Une sélection des dernières actualités en droit social. #Mai26
PSE : toute information utile à l’avis du CSE doit lui être communiquée, sous peine d’annulation du PSE
Dans le cadre d’un PSE, l’employeur doit transmettre au CSE l’ensemble des informations susceptibles d’influencer son appréciation du projet soumis à consultation. En l’espèce, la validation du PSE de Prisma Média a été annulée faute d’information des représentants du personnel sur un projet d’acquisition de nouveaux titres de presse, pourtant susceptible d’éclairer l’analyse de la réorganisation et de la compétitivité invoquée.
Cette décision rappelle que, en cas de projets menés simultanément à un PSE, même à un stade embryonnaire, il convient de s’interroger sur les liens éventuels avec le PSE pour garantir en permanence une information complète du CSE sur le contexte économique du licenciement.
Prestations de services requalifiées en contrat de travail : de lourdes conséquences indemnitaires
La Cour de cassation précise les conséquences financières de la requalification d’un contrat de prestation de services en CDI :
- rappels de salaire, qui doivent prendre en compte les grilles de salaire applicables dans l’entreprise pour le « poste » qu’aurait occupé le prestataire ; à noter que l’indemnité compensatrice de préavis et l’indemnité pour travail dissimulé doivent être calculées sur la base de ce salaire reconstitué.
- les sommes versées au titre de la prestation de services restent acquises au salarié et ne peuvent donner lieu à compensation ou restitution au profit de l’employeur.
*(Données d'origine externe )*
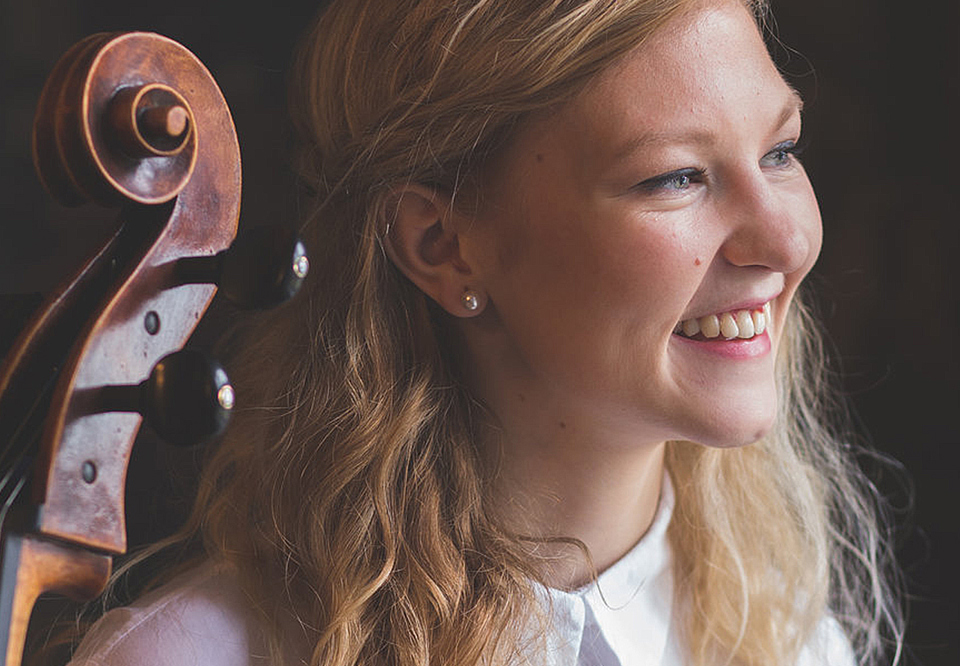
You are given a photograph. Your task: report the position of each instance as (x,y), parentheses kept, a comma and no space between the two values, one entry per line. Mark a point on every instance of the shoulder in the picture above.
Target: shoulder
(829,646)
(201,617)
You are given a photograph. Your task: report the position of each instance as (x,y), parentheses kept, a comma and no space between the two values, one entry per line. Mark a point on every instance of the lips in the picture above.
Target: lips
(742,324)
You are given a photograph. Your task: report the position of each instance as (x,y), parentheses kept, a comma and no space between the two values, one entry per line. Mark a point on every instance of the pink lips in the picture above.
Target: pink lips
(736,348)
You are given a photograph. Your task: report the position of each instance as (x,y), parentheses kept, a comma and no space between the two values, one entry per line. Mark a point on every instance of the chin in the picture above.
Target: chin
(737,427)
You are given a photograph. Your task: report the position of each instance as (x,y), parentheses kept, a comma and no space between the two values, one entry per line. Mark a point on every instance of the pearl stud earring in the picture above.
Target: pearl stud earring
(470,300)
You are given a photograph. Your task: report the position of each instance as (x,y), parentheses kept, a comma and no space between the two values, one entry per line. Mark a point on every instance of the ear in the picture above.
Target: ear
(423,243)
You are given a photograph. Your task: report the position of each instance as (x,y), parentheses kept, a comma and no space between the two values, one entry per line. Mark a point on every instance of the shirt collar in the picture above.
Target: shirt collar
(624,616)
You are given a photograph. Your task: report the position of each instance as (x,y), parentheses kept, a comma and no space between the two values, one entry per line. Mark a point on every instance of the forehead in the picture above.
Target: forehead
(703,74)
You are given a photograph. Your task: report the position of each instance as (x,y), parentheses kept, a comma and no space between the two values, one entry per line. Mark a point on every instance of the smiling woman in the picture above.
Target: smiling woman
(552,398)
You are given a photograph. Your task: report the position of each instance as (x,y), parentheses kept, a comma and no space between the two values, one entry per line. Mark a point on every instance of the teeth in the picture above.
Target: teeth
(742,324)
(710,326)
(728,326)
(691,327)
(745,324)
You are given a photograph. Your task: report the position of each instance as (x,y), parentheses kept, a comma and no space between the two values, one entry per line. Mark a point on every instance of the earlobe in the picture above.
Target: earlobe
(423,244)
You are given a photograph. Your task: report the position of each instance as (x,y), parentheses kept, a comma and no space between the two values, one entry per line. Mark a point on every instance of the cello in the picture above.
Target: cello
(131,120)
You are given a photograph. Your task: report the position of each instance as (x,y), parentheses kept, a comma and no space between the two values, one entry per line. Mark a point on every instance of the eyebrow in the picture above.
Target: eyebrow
(648,139)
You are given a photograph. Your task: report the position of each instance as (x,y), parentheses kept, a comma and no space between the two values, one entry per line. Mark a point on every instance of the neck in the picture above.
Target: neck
(572,488)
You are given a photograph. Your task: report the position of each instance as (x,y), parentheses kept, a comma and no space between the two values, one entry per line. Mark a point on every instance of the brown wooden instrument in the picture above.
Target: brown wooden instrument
(133,120)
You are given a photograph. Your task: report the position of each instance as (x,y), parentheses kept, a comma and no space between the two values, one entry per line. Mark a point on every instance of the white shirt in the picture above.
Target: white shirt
(623,619)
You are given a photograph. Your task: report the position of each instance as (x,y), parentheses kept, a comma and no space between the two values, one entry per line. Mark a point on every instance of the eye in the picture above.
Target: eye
(671,183)
(783,155)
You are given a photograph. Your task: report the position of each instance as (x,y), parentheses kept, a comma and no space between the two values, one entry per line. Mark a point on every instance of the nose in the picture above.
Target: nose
(774,224)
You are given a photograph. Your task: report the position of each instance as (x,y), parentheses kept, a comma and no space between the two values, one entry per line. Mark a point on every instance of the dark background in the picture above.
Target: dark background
(881,85)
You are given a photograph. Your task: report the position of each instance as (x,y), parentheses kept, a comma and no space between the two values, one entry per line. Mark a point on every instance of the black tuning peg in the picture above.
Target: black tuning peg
(263,268)
(186,399)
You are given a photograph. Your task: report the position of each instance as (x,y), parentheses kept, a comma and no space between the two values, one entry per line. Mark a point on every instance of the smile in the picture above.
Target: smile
(743,324)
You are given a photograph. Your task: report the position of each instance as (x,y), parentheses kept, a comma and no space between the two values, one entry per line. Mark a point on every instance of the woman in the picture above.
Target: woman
(550,397)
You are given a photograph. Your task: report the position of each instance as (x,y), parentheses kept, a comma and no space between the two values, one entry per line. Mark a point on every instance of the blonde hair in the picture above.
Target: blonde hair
(349,493)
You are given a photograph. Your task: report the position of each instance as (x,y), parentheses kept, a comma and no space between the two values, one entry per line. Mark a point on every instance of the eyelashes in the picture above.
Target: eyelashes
(674,181)
(782,156)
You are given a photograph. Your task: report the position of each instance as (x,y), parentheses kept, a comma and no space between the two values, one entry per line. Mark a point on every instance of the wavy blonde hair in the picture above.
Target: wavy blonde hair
(349,492)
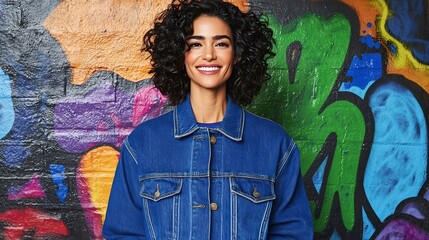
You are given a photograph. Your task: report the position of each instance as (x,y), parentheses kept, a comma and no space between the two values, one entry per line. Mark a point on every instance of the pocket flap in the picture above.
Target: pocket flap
(157,189)
(255,190)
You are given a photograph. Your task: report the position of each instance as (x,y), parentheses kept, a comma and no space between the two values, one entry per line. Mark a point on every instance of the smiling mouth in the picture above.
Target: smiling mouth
(208,69)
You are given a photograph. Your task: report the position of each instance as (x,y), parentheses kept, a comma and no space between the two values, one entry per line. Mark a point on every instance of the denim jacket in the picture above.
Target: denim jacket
(177,180)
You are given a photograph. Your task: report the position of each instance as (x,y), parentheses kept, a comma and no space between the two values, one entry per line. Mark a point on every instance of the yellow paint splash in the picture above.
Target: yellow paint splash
(98,167)
(106,35)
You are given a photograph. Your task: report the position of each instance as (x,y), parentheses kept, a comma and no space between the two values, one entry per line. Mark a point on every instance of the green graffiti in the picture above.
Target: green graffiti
(310,54)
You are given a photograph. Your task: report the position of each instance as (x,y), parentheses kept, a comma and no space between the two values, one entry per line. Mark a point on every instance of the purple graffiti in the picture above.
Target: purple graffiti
(32,189)
(104,115)
(408,24)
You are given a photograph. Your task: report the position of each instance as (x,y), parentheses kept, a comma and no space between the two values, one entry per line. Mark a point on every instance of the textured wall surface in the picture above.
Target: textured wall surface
(350,84)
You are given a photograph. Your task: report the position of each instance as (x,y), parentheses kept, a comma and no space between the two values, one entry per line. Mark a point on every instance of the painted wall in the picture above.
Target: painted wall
(350,84)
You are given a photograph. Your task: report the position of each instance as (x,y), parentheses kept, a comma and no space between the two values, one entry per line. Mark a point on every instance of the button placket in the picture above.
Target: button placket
(213,139)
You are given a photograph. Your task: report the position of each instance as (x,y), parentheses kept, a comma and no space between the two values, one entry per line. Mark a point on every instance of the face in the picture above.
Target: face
(210,58)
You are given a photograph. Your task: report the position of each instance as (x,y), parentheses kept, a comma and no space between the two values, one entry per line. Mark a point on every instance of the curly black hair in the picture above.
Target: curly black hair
(166,43)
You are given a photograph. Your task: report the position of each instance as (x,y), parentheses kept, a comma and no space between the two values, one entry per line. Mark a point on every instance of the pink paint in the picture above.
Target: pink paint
(32,189)
(18,222)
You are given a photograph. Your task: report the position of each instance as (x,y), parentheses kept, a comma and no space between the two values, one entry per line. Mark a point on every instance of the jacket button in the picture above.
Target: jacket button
(213,206)
(156,194)
(256,194)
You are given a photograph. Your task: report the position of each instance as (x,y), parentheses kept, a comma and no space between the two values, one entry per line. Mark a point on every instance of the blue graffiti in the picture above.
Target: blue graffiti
(58,177)
(370,42)
(396,167)
(7,113)
(363,71)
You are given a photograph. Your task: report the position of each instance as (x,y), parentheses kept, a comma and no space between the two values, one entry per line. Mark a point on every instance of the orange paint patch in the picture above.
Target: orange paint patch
(94,178)
(367,12)
(106,35)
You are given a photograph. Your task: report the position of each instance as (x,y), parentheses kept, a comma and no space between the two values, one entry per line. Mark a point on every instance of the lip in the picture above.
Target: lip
(209,69)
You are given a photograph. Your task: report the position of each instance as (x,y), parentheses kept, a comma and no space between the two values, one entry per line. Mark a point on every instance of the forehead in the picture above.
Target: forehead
(210,26)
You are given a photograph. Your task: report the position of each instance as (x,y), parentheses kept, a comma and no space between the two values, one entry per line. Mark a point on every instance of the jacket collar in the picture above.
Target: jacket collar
(231,126)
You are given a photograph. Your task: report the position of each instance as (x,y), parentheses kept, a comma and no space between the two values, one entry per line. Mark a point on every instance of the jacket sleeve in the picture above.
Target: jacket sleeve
(290,216)
(124,216)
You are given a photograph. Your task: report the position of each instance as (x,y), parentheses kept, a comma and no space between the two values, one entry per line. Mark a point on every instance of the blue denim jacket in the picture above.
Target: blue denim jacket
(177,180)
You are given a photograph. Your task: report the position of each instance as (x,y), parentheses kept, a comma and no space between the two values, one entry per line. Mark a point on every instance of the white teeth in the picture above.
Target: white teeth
(208,69)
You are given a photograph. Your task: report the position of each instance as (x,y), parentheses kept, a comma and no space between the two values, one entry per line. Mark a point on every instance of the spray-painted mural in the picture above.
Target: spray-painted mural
(350,84)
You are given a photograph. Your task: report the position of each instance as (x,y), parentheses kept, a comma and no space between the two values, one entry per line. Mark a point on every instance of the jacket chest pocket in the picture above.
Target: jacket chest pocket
(251,202)
(161,201)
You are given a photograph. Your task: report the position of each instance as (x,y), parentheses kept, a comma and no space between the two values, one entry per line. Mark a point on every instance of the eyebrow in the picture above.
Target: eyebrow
(216,37)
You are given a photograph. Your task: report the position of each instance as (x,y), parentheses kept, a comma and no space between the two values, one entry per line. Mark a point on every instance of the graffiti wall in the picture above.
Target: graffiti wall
(350,83)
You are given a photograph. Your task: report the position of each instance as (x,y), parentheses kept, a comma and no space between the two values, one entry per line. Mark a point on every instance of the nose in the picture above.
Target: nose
(209,53)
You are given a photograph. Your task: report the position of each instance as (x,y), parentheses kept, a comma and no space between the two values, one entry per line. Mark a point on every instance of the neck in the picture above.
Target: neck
(208,107)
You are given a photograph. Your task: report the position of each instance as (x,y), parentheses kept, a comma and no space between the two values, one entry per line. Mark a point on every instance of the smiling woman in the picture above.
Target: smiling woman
(211,170)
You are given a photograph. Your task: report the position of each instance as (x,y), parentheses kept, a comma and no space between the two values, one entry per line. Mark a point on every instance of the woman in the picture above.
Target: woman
(208,169)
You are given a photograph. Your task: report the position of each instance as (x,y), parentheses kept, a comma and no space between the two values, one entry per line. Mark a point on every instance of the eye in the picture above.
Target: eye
(223,44)
(194,45)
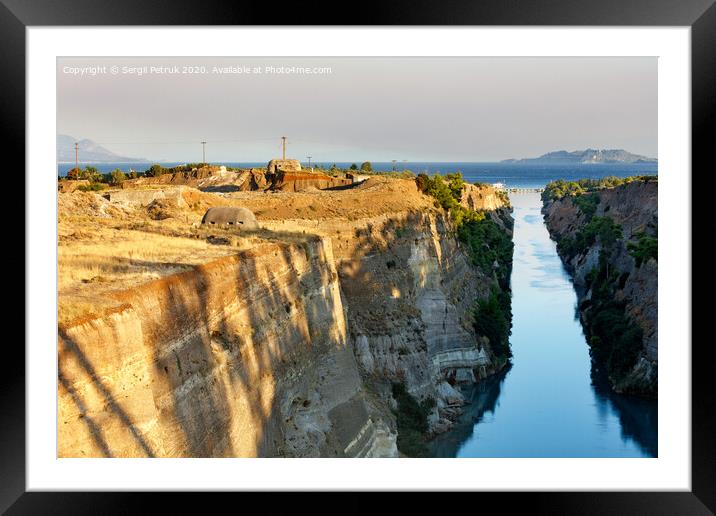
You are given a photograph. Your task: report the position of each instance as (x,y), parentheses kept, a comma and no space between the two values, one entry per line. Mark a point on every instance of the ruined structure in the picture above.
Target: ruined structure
(283,165)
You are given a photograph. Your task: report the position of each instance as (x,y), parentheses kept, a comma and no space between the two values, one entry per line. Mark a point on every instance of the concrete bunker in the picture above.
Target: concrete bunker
(229,216)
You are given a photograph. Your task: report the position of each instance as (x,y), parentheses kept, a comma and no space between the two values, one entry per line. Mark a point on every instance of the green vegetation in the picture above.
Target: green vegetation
(490,249)
(412,419)
(603,228)
(645,247)
(614,339)
(587,204)
(493,319)
(89,173)
(92,187)
(561,188)
(489,246)
(158,170)
(116,176)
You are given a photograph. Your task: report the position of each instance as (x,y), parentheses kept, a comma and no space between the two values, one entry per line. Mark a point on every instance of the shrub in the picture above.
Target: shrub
(587,204)
(645,247)
(560,188)
(613,338)
(493,320)
(412,420)
(116,177)
(92,187)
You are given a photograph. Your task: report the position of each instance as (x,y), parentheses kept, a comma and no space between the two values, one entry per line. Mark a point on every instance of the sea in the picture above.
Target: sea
(512,175)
Il s’agit donc d’une requalification-sanction !
- enfin, les sommes versées pendant la prestation sont prises en compte pour le calcul des indemnités de licenciement et de licenciement sans cause réelle et sérieuse.
Cette décision, qui conduit à « payer deux fois » le prestataire requalifié comme salarié, doit inviter les entreprises à redoubler de prudence pour prévenir toute caractérisation d’un lien de subordination avec leurs prestataires.
Droit social vertueux
Véhicules électriques et vélos : le BOSS apporte des précisions
Deux précisions, favorables au verdissement de la mobilité des salariés, sont apportées dans le BOSS :
- Pour les véhicules électriques mis à disposition depuis le 1er février 2025, il existe un abattement de 70 % sur l’avantage en nature évalué forfaitairement (dans la limite de 4 641,60 € en 2026), à condition que le véhicule respecte l’éco-score minimal fixé par la réglementation. Désormais, un véhicule initialement non éligible peut bénéficier de cet abattement s’il intègre ultérieurement la liste officielle des véhicules respectant cet éco-score.
- La mise à disposition permanente d’un vélo par l’employeur, y compris lorsqu’il est loué, reste tolérée sans réintégration d’avantage en nature lorsque son utilisation privée est limitée aux trajets domicile-travail. Cette tolérance peut être cumulée, sous conditions, avec le forfait mobilités durables.